Geomantische Auswertung von Marchtrenk und Umgebung -> nähere Informationen im Buch



Die Ortmairkapelle 

Diese Kapelle wurde im Jahre 1837 von Schiffermüllner errichtet und ist eine Herzjesukapelle wo genau zwischen 2 Bäumen eine Leylinie bis in das Vitalzentrum von Marchtrenk verläuft - dem Wald beim Waldfriedhof. Das besondere an dieser Kapelle ist unter anderem das diese genau auf einer Leylinie liegt und auf der Hinterseite ein Herz Jesu Gemälde auszumachen ist das von Jungfrau Maria, dargestellt mit einem Schwert zeugt. Dieses Abbild der Maria ist unter anderem auch bekannt als die Symbolik der Mater Dolorosa oder auch Schmerzensmutter.

Waldfriedhof Marchtrenk 

Dieser Wald liegt vor dem Waldfriedhof Marchtrenk auf einer besonderen Leylinie. Geomantische Analysen zum Waldfriedhof und derer Umgebung bestätigen einen sogennanten ,,Anderswelt“ Punkt in der Landschaft wo sogar dort der Friedhof eingebettet wurde. 

 

Der Birnbaum in der Welser Haide 

In der nähe der Traun befindet sich auf einem Privatgrundstück der sogenannte ,,Heilig gesprochene Birnbaum". Eine Abschrift aus der Zentralbibliothek für Okkultismus an der Universität Freiburg für Okkultismus besagt folgendes: ,,Nun sollte auf der Welserheide bei Wels in Oberösterreich ein heilig gesprochener Birnbaum gestanden haben der rund um das Jahre 1871 zu blühen begann“. (46a) Nach Untersuchungen stellte sich heraus das dieser Birnbaum seitens des Besitzers unter Denkmalschutz gestellt wurde und als einziger in der Welser Heide auf das Alter passt.
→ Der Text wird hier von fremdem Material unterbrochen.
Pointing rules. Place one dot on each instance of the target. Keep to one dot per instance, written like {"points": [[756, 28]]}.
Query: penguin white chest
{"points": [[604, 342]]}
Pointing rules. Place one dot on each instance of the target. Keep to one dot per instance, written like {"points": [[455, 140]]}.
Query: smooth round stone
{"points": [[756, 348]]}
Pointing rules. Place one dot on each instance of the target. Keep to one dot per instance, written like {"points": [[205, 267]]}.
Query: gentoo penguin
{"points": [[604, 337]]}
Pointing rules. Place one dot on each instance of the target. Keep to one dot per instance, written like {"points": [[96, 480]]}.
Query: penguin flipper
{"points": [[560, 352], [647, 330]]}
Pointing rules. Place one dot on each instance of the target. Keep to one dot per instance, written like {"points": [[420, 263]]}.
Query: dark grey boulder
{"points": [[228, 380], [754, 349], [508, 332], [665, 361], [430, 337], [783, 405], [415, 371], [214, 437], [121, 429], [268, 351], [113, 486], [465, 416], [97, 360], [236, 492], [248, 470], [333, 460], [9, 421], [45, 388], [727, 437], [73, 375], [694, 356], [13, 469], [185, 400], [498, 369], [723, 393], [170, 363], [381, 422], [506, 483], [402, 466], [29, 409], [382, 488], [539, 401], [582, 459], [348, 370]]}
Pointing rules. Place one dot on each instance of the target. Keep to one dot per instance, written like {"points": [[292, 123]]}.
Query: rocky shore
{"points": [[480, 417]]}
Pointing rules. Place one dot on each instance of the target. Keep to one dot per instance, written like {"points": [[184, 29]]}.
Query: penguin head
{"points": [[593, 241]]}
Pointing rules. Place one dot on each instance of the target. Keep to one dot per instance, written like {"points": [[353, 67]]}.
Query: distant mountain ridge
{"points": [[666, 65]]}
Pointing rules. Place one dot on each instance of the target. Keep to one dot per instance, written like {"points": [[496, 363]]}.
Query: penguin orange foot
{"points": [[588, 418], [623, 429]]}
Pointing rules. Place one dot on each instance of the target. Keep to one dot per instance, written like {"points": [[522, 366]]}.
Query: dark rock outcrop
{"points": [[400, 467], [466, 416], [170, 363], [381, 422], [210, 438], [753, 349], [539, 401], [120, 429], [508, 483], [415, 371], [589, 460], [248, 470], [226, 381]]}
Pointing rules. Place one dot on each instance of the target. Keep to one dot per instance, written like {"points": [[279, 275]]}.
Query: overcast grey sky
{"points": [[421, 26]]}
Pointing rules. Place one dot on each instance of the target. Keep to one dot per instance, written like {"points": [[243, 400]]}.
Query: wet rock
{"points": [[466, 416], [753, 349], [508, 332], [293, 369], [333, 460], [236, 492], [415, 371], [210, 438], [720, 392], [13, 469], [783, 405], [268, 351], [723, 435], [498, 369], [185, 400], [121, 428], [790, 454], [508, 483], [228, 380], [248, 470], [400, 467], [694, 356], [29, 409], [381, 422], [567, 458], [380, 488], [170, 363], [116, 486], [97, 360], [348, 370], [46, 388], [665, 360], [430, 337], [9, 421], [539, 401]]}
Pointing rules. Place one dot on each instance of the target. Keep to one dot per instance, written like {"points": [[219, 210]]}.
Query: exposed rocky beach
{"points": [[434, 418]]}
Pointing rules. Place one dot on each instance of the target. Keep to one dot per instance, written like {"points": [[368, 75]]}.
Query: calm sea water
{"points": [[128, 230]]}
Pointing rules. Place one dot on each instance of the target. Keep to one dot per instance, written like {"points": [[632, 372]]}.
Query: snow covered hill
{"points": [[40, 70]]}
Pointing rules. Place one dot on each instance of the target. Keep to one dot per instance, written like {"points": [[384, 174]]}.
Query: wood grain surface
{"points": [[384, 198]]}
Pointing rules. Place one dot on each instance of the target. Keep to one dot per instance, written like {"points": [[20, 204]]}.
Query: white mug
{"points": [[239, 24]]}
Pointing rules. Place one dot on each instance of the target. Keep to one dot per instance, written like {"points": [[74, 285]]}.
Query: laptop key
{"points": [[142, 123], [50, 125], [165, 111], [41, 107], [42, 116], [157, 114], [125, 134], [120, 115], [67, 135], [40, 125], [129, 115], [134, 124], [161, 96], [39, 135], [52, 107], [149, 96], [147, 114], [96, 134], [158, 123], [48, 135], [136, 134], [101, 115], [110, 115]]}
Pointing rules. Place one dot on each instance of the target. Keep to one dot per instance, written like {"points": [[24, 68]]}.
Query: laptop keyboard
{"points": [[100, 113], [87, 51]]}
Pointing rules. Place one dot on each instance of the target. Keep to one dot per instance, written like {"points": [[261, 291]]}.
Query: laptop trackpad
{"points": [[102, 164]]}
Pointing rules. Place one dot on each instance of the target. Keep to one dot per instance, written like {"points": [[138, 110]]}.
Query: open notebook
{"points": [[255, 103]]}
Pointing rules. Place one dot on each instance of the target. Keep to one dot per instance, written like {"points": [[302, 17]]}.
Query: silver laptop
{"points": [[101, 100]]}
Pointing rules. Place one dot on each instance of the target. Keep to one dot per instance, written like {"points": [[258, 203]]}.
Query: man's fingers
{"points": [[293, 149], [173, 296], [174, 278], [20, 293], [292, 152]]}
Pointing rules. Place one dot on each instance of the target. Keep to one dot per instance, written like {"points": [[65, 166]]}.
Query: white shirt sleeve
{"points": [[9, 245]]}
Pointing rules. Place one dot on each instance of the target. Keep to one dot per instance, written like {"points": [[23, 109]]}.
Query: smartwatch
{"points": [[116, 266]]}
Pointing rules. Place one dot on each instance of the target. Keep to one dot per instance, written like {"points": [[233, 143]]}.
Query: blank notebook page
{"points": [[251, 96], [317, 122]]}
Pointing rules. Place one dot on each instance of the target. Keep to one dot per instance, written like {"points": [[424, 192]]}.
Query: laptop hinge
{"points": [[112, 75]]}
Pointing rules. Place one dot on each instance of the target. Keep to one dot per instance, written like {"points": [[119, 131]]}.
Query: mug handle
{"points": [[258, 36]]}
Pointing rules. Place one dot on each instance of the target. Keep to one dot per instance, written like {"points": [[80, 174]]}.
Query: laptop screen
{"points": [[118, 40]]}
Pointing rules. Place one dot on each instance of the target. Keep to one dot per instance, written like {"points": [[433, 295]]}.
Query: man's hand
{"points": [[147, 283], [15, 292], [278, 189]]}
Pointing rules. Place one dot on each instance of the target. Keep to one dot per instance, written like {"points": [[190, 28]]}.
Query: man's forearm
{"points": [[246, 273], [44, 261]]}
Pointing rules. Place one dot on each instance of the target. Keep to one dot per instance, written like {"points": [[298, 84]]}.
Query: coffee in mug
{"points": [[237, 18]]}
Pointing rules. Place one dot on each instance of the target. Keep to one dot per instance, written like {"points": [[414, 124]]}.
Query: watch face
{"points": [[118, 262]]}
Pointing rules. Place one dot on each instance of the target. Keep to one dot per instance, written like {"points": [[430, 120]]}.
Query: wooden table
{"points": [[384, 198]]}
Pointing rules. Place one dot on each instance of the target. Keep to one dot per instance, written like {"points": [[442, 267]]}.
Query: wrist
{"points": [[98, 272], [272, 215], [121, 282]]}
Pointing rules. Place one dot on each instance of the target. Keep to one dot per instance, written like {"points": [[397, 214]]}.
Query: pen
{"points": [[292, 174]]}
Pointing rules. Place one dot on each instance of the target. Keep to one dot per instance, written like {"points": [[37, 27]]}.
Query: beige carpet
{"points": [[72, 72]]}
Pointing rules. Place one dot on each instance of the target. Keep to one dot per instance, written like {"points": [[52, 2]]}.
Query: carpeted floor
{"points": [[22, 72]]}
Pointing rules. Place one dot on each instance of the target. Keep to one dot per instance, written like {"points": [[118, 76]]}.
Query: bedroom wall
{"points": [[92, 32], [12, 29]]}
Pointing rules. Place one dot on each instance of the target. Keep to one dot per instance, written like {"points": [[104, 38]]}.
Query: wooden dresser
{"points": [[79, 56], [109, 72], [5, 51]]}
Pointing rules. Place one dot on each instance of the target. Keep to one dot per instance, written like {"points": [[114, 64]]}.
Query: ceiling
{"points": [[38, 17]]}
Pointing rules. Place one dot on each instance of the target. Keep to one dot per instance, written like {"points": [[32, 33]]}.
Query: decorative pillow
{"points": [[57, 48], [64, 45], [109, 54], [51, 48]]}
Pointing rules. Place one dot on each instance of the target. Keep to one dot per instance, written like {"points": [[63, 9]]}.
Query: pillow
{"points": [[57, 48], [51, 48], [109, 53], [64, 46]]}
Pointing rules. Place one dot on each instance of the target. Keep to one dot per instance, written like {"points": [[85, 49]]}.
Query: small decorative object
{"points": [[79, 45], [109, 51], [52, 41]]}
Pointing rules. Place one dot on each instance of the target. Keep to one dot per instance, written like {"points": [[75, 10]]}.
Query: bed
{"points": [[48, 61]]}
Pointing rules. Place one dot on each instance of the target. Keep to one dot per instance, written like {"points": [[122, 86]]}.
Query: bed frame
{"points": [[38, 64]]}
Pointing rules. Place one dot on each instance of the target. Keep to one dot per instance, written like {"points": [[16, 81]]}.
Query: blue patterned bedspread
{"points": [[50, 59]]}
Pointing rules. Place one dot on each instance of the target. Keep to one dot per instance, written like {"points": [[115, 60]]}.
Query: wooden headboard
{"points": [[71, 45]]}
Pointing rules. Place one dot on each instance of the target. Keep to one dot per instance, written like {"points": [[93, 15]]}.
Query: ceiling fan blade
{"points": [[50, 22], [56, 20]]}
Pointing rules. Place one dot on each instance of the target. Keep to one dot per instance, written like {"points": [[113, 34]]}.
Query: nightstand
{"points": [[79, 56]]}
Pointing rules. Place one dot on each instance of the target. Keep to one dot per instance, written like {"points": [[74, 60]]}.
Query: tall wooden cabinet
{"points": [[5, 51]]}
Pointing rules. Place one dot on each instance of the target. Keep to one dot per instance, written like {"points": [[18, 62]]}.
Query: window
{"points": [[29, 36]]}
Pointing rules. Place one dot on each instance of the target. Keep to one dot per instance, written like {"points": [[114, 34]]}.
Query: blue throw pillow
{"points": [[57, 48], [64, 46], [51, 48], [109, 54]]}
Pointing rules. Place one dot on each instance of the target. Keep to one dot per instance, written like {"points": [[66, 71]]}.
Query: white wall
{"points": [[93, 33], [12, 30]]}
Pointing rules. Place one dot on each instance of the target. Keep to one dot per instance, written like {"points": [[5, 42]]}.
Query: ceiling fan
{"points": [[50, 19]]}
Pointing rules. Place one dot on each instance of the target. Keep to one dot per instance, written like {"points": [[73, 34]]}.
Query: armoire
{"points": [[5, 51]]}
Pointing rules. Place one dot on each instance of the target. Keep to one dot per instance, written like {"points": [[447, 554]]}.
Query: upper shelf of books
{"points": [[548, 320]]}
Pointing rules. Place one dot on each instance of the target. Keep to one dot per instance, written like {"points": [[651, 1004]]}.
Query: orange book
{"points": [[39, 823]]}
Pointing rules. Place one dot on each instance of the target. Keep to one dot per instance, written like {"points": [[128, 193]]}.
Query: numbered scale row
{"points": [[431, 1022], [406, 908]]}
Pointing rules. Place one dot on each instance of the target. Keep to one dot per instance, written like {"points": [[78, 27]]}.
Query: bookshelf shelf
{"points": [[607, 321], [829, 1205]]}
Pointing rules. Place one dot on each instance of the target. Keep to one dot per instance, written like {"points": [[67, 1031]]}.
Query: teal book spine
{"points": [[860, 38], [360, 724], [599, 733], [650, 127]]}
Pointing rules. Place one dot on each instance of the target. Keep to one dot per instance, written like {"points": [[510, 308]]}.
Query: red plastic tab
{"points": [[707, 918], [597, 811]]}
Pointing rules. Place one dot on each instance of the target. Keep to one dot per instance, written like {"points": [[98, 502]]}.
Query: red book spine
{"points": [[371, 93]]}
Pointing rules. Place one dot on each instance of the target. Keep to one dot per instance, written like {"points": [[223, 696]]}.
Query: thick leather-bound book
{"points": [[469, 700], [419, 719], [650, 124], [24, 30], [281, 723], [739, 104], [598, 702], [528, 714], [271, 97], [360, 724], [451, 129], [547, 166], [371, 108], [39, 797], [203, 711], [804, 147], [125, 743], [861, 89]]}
Weitere Zusammenhänge ergeben sich in Abschriften: ,,… Diese mythische Walser Heide wird identifiziert mit der faktisch bestehenden Welser Heide bei Wels in Ober-Oesterreich, auf welcher tatsächlich ein dürrer Birnbaum steht (stand), der für heilig gehalten wird. Und merkwürdig: im Jahre 1871, nach dem Friedensschluß nach Sedan begann dieser dürre Baum wieder zu grünen und zu blühen.’ (47)  Spannende Tatsache vorallem da am Untersberg der Kaiser angeblich immer noch auf seine Zeit wartet. Nun, der Birnbaum in Wals wurde bereits dreimal umgeschlagen. Zuletzt stürzte er, als der Krieg im Jahre 1870/1871 zu Ende war. 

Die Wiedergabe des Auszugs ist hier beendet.